Possible link between Proteolysis, melatonin production and Tourette's syndrome
Anecdotal reports from many people show that tics get worse during the dark hours. Our personal experience also shows clearly that disinhibition gets much worse at the bed time, often with episodes of compulsive shouting already in bed.
This prompted me to research whether this can be related to melatonin or changes that correlate with it.
Melatonin production is controlled by rapid degradation of AANAT
Melatonin is produced from serotonin by two consequential reactions: acetylation and methylation:
Through an arylalkylamine, serotonin is acetylated in N-acetylserotonin by the enzyme N-acetyltransferase and then rightly converted into melatonin by the hydroxindole-O-methyltransferase enzyme.
The N-acetyltransferase enzyme is considered the limiting factor in the synthesis of melatonin and for this reason defined as “timezyme” as its expression may have a crucial role in the modulation of the circadian rhythm (R4)
The enzyme that acetylates serotonin (AANAT) is rapidly destroyed during wake hours, and this is done by proteasomal proteolysis machinery. This proteasomal breakdown / autophagic proteolysis is the central piece of this post.
Light exposure switches off noradrenaline stimulation of pineal gland. Darkness turns on this signalling and the pineal gland starts producing melatonin.
A drug called Propranolol blocks beta-adrenergic receptors, and this blockage has the same effect on noradrenergic stimulation of pineal gland as light exposure, and it also blocks melatonin production (R1).
The study (R1) shows that this inhibiting effect of Propranolol is removed by inhibitor of proteasomal breakdown, which means that AANAT is indeed regulated by breakdown.
In other words, if we inhibit proteasomal breakdown, blocking beta-adrenergic receptors won’t have effect on melatonin production.
What is interesting now, Propranolol was shown to reduce symptoms of Tourette’s syndrome patients (R2).
That is, by inhibiting beta-adrenergic receptors by Propranolol, TS symptoms were reduced (the assumption here is that Propranolol doesn’t have other molecular effects, which is likely incorrect).
Proteolysis might be involved in TS
Let’s consider the following cascade of regulation of melatonin production:
Light exposure -> no noradrenaline -> no stimulation of beta-adrenergic receptors -> active proteolysis destroys AANAT -> no melatonin.
Darkness -> noradrenaline produced -> beta-adrenergic receptors stimulated -> proteolysis inhibited -> AANAT level and activity raises -> melatonin is produced.
My hypothesis about origins of TS suggests that
The speed of proteolysis inside the neurons is not fast enough to clear the cells from excessive amounts of p62 protein, which leads to abnormal downregulation of GABA-A receptors (R) and other metabolic dysfunctions caused by the loss of important enzymes (R).

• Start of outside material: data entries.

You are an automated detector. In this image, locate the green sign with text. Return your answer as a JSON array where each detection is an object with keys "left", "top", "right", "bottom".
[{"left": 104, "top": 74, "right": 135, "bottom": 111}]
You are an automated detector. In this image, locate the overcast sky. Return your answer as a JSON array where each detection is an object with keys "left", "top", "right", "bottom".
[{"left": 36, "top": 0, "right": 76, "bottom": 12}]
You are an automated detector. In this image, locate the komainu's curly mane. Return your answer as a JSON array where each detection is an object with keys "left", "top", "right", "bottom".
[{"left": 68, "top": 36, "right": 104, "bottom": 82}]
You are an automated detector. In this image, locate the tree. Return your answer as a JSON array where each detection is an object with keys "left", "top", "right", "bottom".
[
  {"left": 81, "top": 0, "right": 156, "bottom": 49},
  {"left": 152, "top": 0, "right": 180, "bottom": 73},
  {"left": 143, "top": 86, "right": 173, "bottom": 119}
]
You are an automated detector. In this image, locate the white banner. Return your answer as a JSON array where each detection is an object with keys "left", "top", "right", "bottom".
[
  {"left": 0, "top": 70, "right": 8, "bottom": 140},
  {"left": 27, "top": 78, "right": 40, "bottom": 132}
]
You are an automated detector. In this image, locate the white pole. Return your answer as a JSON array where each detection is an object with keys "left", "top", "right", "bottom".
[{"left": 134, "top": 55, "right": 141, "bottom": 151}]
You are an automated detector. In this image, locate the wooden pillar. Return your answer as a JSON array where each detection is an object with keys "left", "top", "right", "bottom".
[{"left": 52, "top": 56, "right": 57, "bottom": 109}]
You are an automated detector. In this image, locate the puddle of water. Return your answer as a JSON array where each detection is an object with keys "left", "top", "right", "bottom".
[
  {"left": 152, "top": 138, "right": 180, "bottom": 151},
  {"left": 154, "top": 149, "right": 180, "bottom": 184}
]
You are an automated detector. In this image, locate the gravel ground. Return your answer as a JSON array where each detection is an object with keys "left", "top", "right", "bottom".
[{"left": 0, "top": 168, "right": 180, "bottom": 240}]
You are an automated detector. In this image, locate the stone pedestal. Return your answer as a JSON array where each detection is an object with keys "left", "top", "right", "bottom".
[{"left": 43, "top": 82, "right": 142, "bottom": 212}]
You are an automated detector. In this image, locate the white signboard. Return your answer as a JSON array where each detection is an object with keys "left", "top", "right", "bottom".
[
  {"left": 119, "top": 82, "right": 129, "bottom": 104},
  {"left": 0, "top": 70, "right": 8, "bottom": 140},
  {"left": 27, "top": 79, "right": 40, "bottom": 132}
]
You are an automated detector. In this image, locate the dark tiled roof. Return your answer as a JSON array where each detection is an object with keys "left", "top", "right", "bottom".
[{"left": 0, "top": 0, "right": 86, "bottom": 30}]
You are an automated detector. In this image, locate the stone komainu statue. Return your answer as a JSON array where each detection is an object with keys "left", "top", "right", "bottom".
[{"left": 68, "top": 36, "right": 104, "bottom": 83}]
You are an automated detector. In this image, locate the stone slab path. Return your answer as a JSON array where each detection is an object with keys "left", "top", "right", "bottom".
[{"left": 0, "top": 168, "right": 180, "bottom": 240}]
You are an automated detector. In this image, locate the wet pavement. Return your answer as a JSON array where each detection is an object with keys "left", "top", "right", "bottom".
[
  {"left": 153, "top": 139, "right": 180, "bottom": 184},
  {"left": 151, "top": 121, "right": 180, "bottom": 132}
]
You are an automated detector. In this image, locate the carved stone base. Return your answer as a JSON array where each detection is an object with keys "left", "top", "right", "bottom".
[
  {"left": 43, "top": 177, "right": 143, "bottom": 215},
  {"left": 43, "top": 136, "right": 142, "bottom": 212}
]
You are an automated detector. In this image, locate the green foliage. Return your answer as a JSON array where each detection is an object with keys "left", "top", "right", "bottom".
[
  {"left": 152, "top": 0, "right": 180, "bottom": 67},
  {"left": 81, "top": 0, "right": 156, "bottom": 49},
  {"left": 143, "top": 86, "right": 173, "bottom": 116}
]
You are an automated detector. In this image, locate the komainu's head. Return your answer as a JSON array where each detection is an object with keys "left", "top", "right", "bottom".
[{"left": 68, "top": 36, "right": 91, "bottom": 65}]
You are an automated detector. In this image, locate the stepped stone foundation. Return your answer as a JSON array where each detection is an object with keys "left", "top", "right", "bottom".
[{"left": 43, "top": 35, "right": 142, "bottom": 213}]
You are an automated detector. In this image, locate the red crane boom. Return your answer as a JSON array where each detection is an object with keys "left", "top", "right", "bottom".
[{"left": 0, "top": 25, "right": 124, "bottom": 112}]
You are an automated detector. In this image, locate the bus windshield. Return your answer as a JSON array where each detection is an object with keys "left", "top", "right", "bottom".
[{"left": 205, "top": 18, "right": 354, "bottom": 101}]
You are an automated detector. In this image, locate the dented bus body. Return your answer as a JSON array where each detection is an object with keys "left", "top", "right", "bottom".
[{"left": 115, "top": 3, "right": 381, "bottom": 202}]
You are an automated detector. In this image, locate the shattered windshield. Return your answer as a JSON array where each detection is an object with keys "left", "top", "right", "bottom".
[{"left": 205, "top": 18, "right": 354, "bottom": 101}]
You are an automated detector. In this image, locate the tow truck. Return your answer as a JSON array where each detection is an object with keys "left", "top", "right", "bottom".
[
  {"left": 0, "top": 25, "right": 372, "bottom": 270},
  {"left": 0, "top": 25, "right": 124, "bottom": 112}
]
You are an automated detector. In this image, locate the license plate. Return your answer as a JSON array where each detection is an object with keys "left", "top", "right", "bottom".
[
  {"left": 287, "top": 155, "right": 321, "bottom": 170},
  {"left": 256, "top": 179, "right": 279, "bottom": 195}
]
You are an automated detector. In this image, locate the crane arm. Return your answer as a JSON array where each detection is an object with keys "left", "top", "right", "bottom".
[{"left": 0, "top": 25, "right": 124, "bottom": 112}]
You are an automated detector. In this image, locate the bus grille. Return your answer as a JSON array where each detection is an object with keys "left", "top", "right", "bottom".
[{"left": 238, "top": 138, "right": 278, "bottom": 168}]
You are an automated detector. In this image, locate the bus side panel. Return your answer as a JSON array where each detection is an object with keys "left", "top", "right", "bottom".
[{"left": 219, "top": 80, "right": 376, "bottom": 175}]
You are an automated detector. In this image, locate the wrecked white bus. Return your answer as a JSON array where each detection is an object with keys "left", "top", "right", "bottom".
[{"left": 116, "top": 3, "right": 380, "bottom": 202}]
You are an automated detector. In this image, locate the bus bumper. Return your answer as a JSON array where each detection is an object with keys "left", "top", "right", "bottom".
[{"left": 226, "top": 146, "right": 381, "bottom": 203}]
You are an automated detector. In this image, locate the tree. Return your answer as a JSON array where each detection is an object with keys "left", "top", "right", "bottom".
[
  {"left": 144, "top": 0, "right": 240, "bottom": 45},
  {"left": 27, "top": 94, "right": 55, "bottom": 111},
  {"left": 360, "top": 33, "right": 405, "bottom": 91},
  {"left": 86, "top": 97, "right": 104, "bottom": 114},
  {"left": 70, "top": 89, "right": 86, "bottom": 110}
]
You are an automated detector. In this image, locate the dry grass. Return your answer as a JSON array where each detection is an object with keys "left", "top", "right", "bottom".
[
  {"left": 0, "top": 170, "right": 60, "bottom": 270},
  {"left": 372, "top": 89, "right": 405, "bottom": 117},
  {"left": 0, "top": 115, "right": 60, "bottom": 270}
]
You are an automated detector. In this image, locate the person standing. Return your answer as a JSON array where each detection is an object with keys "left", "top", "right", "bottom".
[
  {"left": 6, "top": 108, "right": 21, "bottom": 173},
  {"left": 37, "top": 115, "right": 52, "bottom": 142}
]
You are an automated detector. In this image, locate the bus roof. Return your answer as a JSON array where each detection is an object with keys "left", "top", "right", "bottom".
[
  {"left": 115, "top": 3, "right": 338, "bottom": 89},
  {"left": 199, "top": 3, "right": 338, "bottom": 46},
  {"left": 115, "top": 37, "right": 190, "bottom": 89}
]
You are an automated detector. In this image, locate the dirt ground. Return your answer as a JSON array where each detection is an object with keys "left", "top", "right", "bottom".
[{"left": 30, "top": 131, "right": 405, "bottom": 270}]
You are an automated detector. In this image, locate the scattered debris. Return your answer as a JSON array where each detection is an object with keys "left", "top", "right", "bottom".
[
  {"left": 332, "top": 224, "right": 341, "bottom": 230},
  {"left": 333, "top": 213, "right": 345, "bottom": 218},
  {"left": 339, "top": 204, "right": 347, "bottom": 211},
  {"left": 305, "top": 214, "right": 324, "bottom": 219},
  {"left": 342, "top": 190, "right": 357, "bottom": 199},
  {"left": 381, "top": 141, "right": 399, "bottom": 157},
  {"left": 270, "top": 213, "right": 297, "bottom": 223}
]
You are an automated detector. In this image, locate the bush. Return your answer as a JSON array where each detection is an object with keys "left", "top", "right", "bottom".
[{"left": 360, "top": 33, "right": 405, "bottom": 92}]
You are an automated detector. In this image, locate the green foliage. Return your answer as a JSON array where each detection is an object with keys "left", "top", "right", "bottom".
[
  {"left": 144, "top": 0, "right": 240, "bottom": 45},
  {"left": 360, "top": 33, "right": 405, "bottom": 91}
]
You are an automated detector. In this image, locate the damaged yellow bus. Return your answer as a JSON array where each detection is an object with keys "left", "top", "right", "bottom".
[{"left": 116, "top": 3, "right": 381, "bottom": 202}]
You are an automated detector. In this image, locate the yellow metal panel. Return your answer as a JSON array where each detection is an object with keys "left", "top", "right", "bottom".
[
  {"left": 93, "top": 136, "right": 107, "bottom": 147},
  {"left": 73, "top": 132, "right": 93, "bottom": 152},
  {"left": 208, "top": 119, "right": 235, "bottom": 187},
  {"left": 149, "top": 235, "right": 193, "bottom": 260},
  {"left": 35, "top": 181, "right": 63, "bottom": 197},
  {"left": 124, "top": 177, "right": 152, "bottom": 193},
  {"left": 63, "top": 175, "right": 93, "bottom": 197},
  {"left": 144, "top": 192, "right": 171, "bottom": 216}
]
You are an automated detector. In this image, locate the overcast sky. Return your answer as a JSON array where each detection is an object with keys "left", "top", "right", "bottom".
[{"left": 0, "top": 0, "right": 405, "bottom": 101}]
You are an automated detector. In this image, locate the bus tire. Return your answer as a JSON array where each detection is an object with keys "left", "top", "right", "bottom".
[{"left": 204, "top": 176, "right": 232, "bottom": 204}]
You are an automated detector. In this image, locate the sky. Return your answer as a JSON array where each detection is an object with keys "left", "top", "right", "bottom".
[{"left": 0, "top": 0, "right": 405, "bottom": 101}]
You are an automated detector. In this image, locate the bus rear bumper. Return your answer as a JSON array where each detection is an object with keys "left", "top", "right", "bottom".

When melatonin is produced during dark hours, the speed of protein breakdown is even lower to support melatonin synthesis and therefore the rate of ubiquitination should be higher than during the day.
At the same time, Nrf2 activation by melatonin leads to additional synthesis of the p62 protein, because p62 is a direct target of Nrf2.
This suggested connection between reduced proteolysis and lowered GABAergic signalling is supported by the study R3 that shows that chronic treatment with Propranolol increases GABAergic function:
Prolonged administration of propranolol increased GABA content, synthesis and turnover rate in the hypothalamus and the pons-medulla. … Our results indicate that propranolol increases GABAergic system activity. Therefore, we conclude that down-regulation of the GABAergic system in hypertension may be compensated by the regulatory action of propranolol. (R3)
DHA inhibits proteolysis
I shared a note in January 2024 that DHA (Omega-3) appears to inhibit proteolysis by increasing oxidative stress: DHA inhibits proteolysis.
This can explain why tics and mental issue become much worse in some people after taking Omega-3.
Concluding remarks
I’m not suggesting you to start taking Propranolol, but you can discuss this hypothesis with your doctor. Based on my understanding, stimulating proteolysis COULD be beneficial in general and for TS patients especially.
My current goal is to figure out why the rate of proteolysis is not sufficient and to figure out what comes first: reduced proteolysis (impaired autophagy) or increased ubiquitination/increased p62 due to chronic Nrf2 activation.